Shenzhen Dazhou Medical Technology Co., Ltd. · Class II · Cleared Feb 21, 2025
| K-number | K241186 |
| Device name | Synthetic Bone Graft Particulate |
| Applicant | Shenzhen Dazhou Medical Technology Co., Ltd. |
| Product code | LYC |
| Device class | Class II |
| Decision date | Feb 21, 2025 |
| Decision | Substantially Equivalent |
| Regulation | 872.3930 |
Synthetic Bone Graft Particulate is a synthetic absorbable bone graft substitute made from 45S5 bioactive glass in particulate form (0.5–1 mm particles). It is mixed with sterile saline to form a paste and packed into tooth extraction sockets to augment alveolar bone; the material is progressively resorbed and replaced by new bone tissue during healing.
Both the proposed device and predicate (PerioGlas) are calcium phospho-silicate bioactive glass materials in irregular dense particulate morphology designed as non-structural scaffolds. The proposed device has a particle size of 500–1000 microns compared to the predicate's 90–710 microns, but both exhibit similar bioactivity, resorption kinetics (majority absorbed by six months), and osteoconductive bone infiltration mechanisms.

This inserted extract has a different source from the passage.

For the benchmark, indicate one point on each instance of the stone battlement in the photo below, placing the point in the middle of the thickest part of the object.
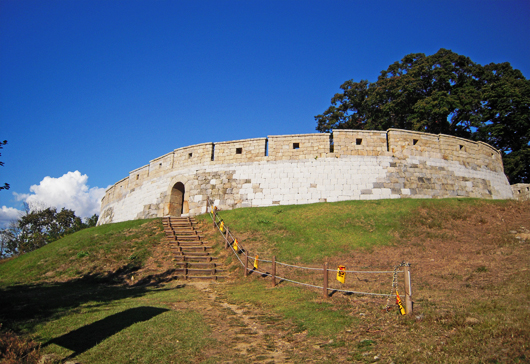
(410, 164)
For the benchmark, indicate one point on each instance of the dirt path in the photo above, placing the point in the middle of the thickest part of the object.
(248, 335)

ISO 11137 (sterilization), ISO 10993 series (biocompatibility: cytotoxicity, sensitization, irritation, implantation, genotoxicity), USP <151> and ISO 10993-11 (pyrogenicity), ASTM F1538-03 (chemical composition and crystallinity), ISO 9276-6 (morphology), USP <786> (particle size distribution), USP <791> (pH), ISO 23317 (bioactivity), OECD Test No. 105 (water solubility), and USP <85> (bacterial endotoxin).
Both devices share identical material composition (bioactive glass), same intended use (alveolar bone augmentation in extraction sockets), and equivalent application method (gentle packing as non-structural scaffold). Although the proposed device's particle size range (500–1000 µm) is slightly narrower than the predicate's (90–710 µm), both fall within overlapping ranges and demonstrate comparable bioactivity and resorption profiles. A canine dental defect model study comparing the proposed and predicate devices showed equivalent in vivo absorbability and bone healing/regeneration at 4, 12, and 26 weeks post-operation.